Don Manuel compró su ataúd de madera de pino y con mucho esmero y cuidado lo colocó inclinado a la pared en un rincón de la habitación trasera donde guardaba herramientas, ajuares y corotos que no cabían en la casa, y cada quince días lo desempolvaba y limpiaba cualquier sucio o mancha que pudiese tener. Decía que en la vida había que estar preparado para todas las eventualidades, incluso la muerte.
Cada domingo en la mañana acudía al camposanto para inspeccionar el panteón familiar, el cual mantenía impecable y limpio hasta por sus alrededores. Esa cita dominical duraba un par de horas, y aprovechaba para hablar con el “zacateca” y con los encargados de mantenimiento.
Los vecinos se burlaban de la obsesión de don Manuel y su anticipada preparación para su futura honra fúnebre. Hacían chistes y comentarios lúgubres, inspirados en el ataúd de su vecino. Los jovenzuelos le decían burlonamente “el hombre del ataúd”. Pero a pesar de todo, don Manuel era muy querido y respetado en su comunidad.
Don Manuel, jubilado ya, fue empleado por varias décadas del único banco que operaba en su pueblo, era un ciudadano correcto, de exquisitos modales, poseedor de una vasta cultura, tenía un magistral dominio del castellano, y a pesar de su obsesión necrofílica tenía un fino sentido del humor.
Todo comenzó muchos años atrás, cuando le sorprendió la muerte de su esposa Bárbara, que murió repentinamente de un infarto cerebral, y no tenía un centavo para cubrir el funeral de su amada.

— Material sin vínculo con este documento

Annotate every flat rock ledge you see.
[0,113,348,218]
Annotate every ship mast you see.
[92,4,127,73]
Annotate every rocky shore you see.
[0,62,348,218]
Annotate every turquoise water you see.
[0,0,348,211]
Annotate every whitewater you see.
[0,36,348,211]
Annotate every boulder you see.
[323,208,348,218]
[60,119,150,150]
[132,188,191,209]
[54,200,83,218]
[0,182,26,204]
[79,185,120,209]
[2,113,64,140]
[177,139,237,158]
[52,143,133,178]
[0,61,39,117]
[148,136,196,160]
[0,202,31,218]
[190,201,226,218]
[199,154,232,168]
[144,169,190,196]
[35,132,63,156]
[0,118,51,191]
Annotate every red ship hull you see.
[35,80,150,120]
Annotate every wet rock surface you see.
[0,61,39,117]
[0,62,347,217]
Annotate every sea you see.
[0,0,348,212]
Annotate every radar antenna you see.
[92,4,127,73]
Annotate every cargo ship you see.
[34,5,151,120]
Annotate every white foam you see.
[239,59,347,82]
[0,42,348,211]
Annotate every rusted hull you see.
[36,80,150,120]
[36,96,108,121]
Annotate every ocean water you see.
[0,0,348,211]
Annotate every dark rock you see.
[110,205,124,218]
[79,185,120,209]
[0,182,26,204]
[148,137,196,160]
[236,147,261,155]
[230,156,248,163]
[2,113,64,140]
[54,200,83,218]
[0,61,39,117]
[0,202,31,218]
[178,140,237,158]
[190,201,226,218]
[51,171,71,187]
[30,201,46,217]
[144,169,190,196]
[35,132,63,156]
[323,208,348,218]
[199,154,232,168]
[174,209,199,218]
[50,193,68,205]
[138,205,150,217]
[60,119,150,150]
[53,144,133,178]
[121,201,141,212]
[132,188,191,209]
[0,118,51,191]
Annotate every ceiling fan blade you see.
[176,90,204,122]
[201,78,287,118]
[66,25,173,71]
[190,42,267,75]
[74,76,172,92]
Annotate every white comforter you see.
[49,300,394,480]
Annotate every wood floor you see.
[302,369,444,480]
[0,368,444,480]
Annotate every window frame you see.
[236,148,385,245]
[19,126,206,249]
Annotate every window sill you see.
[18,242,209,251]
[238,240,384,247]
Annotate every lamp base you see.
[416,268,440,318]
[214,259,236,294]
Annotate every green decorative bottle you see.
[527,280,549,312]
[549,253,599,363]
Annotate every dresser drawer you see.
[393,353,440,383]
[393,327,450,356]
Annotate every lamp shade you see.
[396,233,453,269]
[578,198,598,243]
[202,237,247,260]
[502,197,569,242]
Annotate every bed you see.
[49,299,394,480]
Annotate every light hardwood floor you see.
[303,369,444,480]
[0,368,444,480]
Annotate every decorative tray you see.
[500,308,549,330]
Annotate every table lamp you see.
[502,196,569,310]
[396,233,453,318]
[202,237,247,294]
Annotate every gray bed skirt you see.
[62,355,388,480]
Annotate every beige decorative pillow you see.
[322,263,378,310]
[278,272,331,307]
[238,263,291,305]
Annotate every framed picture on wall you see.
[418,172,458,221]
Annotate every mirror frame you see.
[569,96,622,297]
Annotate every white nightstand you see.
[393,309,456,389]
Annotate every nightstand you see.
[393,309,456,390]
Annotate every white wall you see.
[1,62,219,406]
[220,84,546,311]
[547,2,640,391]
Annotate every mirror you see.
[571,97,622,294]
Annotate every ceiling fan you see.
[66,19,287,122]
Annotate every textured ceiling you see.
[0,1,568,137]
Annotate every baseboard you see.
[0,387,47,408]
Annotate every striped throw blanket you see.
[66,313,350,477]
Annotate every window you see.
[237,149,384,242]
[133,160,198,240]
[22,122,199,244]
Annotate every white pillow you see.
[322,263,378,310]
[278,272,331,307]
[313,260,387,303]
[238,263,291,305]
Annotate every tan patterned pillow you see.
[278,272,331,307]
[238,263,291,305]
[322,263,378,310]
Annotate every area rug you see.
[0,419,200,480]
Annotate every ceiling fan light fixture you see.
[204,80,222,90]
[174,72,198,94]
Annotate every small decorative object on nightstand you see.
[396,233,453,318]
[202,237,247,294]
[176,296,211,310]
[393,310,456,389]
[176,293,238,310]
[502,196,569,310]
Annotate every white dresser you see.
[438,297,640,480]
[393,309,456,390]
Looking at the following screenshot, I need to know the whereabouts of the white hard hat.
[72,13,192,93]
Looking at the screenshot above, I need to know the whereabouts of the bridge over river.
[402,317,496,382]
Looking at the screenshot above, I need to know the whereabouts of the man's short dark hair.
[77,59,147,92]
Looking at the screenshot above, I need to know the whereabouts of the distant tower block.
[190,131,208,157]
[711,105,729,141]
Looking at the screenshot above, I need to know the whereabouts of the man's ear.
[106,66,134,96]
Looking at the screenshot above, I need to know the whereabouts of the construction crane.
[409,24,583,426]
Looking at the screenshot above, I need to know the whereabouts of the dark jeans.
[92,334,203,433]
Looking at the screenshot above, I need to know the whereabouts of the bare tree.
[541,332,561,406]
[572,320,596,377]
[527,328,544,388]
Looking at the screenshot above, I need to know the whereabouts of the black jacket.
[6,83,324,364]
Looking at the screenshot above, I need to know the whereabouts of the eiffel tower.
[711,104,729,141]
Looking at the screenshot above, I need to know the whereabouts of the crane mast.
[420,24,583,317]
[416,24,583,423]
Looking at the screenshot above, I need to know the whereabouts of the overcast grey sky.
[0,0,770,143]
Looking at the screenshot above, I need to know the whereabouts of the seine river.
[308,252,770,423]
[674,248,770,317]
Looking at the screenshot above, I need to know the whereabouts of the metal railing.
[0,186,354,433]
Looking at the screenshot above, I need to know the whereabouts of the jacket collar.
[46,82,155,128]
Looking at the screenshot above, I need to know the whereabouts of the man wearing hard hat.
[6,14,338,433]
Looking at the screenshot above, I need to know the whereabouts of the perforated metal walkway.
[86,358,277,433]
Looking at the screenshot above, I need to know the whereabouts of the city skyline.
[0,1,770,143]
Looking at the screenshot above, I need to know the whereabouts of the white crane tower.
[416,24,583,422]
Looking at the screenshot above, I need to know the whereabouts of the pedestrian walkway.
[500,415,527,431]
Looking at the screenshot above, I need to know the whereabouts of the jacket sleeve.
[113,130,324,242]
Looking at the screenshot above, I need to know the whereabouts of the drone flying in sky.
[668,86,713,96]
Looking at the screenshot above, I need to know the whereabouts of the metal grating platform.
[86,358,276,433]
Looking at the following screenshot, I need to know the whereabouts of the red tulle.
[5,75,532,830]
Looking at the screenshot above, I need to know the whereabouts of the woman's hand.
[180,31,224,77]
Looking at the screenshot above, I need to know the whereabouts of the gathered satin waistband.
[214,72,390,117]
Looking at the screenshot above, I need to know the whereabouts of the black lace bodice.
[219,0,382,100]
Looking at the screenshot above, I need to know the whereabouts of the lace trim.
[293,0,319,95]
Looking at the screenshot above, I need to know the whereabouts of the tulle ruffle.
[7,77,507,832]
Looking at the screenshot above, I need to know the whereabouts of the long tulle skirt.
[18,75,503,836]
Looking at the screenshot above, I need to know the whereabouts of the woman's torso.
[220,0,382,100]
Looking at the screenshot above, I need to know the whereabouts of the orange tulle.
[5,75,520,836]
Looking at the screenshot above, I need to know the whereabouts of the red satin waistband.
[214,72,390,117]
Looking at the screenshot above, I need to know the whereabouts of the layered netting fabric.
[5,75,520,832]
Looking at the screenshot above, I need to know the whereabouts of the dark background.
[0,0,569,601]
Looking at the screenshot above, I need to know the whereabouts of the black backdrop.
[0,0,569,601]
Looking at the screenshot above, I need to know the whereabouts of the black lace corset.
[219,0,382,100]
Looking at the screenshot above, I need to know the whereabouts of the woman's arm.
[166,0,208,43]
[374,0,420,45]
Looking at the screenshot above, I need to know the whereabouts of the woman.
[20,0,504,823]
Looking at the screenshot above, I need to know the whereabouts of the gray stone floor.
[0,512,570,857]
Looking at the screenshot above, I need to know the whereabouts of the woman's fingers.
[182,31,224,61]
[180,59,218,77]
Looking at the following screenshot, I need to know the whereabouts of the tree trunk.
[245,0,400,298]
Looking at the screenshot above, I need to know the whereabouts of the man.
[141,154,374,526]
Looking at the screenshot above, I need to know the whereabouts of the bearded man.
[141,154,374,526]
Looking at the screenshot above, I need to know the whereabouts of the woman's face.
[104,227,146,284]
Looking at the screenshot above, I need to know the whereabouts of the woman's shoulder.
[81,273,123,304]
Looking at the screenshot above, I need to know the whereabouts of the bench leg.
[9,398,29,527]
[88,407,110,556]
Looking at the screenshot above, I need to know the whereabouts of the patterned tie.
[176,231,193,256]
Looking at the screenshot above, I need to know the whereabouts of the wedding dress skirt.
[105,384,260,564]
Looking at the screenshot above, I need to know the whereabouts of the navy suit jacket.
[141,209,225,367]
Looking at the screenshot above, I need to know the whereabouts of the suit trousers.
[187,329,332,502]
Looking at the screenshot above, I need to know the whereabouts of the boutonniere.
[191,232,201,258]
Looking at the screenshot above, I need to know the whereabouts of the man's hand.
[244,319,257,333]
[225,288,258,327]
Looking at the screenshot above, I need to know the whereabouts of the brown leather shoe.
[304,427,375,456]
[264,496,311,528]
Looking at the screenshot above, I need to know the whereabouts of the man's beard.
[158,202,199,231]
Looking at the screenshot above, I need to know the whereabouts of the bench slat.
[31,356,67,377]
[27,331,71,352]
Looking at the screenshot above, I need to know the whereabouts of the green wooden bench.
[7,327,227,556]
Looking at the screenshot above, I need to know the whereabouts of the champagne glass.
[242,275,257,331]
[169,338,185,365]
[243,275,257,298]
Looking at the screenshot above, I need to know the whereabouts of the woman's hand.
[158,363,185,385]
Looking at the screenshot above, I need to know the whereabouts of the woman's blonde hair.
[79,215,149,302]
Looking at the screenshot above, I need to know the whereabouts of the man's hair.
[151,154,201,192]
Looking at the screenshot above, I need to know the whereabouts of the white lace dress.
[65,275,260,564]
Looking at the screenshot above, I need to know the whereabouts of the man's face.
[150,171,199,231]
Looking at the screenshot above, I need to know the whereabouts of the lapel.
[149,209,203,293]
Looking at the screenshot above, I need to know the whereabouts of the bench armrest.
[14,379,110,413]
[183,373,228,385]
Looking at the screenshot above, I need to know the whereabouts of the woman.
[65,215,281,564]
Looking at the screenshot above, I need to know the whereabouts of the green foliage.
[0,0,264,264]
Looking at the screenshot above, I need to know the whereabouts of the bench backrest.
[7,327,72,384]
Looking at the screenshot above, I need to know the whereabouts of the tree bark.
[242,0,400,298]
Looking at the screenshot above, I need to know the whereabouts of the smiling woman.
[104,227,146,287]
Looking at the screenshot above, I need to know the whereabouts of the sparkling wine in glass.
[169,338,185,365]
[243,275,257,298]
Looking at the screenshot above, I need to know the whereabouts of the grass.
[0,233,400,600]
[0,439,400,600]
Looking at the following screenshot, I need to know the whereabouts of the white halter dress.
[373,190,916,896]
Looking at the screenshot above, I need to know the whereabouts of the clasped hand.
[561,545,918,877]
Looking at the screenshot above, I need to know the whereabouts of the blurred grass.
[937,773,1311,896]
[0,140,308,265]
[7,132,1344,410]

Desde entonces, cada día, don Manuel se prepara para su encuentro con la parca y hasta el dinero necesario para sus pompas fúnebres lo tiene guardado su compadre Bartolo.
Y el tiempo pasaba inexorable. Había transcurrido veinticinco años desde el día en que don Manuel compró su primer ataúd. Había comprado cuatro, ya que lo renovaba cada siete años, porque estaba convencido de que el siete era el número de Dios.
Durante ese cuarto de siglo, “el hombre del ataúd” se mantuvo fiel a su cita dominical del cementerio para ver su panteón familiar y platicar con su amigo el “zacateca” que ya había envejecido.
Cada atardecer, sentado en su vieja mecedora de caoba, en la galería de su casa victoriana, don Manuel recibía el saludo cortés de los transeúntes. Esa estampa cotidiana estaba fija en la mente de los pueblerinos.
Un atardecer gris, sentado en su vieja mecedora de caoba, don Manuel se despidió de su pueblo, exhalando su último aliento.
Siempre sería recordado como el hombre que murió sentado en su mecedora, y que compró su ataúd con veinticinco años de anticipación.